La capra è stata una delle forme di Dioniso, la divinità greca dell'ebrezza.
In verità si tratta di una divinità molto sfaccettata e una delle più interessanti della mitologia ellenica.
Per quanto l'origine del dio non sia ancora chiara, l'ipotesi più accreditata è la seguente: nato da una delle tante relazioni extraconiugali di Zeus il dio ha vissuto una vita intera a scappare dall'ira vendicatrice di Era.
Per questa ragione Dioniso è sempre vissuto ai margini della società, rappresentato come una figura ambigua, in cui mascolinità e femminilità spesso si confondevano.
Dioniso perciò era il dio degli emarginati, della potenza dell'istinto, della natura tanto rigogliosa quanto distruttiva.
I Baccanali a lui dedicati erano un momento importante per le donne, in cui queste si liberavano dalle catene imposte dalla società.
Anche la divinità non olimpica Pan è strettamente associata alla capra: il dio pastore era infatti un satiro metà uomo e metà capra, talmente brutto che persino sua madre, la ninfa Driope, rifiutò di prendersene cura.
Come Dioniso è un dio dalla forte connotazione sessuale, infatti amava sia uomini che donne e, in caso di rifiuto, si abbandonava all'onanismo.
Pan è anche il simbolo della sessualità senza fini procreativi.
[Pan e Capra - Museo Archeologico Nazionale di Napoli]
Le allegorie del demonio, da Dante in poi, si sono ispirate molteplici volte all'aspetto di Pan.
Il cristianesimo, una volta annientato il politeismo, cercò in tutti i modi di eliminare ogni traccia residua dei trasgressivi culti, demonizzando ogni precedente usanza.
Le ninfe e i satiri che si abbandonavano in svaghi lussuriosi nelle foreste vennero bollati come streghe e stregoni in sabba infernali.

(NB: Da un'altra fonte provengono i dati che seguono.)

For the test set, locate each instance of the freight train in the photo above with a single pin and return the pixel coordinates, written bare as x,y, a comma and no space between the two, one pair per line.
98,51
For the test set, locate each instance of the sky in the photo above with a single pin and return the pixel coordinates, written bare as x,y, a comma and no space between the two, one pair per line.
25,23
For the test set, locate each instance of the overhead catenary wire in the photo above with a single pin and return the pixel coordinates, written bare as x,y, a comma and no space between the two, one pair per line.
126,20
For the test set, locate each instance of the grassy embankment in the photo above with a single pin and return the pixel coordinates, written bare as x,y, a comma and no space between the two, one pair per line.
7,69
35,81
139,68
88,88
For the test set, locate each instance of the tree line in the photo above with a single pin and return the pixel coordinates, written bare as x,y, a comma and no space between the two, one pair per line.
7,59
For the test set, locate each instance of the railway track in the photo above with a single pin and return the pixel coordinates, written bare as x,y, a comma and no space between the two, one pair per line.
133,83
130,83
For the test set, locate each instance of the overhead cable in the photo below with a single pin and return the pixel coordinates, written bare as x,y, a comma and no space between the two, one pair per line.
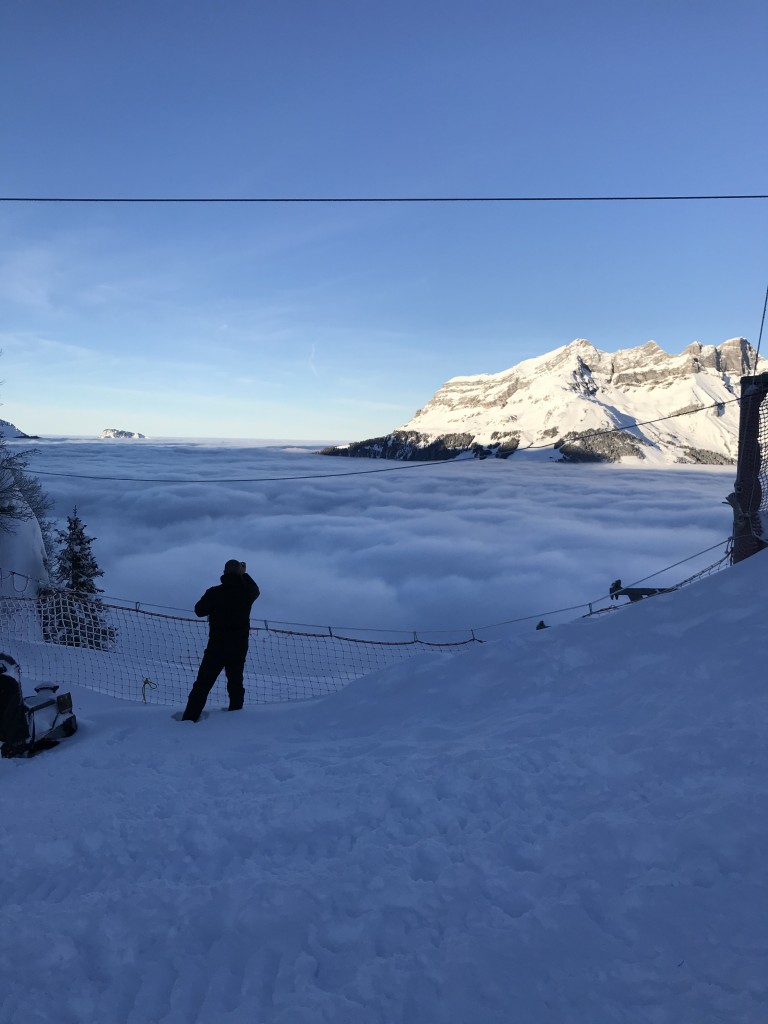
376,199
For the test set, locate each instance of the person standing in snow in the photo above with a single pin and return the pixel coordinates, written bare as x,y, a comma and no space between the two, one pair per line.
228,610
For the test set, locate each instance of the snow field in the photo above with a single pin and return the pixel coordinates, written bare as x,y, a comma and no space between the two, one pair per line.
564,828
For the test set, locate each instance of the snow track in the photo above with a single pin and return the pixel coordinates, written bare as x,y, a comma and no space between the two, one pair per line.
568,827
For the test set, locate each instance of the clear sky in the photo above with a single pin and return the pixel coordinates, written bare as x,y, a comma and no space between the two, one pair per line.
338,322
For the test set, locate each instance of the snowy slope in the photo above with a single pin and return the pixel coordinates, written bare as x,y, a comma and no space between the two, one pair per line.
565,828
579,388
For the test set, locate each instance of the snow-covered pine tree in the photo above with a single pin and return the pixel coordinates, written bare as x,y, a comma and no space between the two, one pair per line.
73,615
75,566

[Il sabba delle streghe, Francisco Goya (1821-1823), Museo del Prado, Madrid]
Saltando in avanti di parecchi secoli atterriamo nelle runioni segrete dei templari, dove i cavalieri vennero accusati di adorare l'idolo pagano Bafometto.
Fu una delle ragioni per cui durante la soppressione dell'Ordine la Santa Inquisizione accusò i templari di eresia.
Bafometto era rappresentato con testa di caprone e un corpo androgino, ancora una volta riesumando quell'ideale pagano per cui la vicinanza alla perfezione non si otteneva tramite una divisione netta tra gli opposti ma nella loro complementarietà.
Altri animali compaiono in The Vvitch e la loro presenza è sempre nefasta, o almeno così appare allo spettatore.
Gli animali sono, per antonomasia, il simbolo dell'istintualità, una forza indomabile che non può essere incasellata nei dogmi della religione e per questo bollata come negativa.
D'altra parte non possiamo dire se corvi e conigli siano davvero emissari del diavolo o se la messinscena rispecchi la suggestione e la paranoia della famigliola puritana.
Allo stesso modo, per quanto vediamo esplicitamente l'azione del Male, è piuttosto probabile che la verosimiglianza della rappresentazione sia un eccellente escamotage per descrivere un mondo irrazionale.
Attenzione, però: irrazionale non vuol dire necessariamente irreale.
Le streghe e i caproni parlanti sicuramente sono elementi fantastici, ma è altrettanto vero che la convinzione della loro esistenza ha contribuito realisticamente alla costruzione del mondo occidentale così come lo conosciamo, in particolare quello dell'asse anglo-americano.
In questo senso credenze e folklore hanno avuto un impatto assolutamente concreto.
Nel mondo dimenticato dalle agiografie, lontanissimi dalle contese di guerrieri e eroi, le suggestioni e le credenze religiose di derelitti e invasati hanno posto le fondamenta nella costruzione di una società talmente impaurita dalla decostituzione dell'ordine costituito da demonizzare chiunque se ne discosti.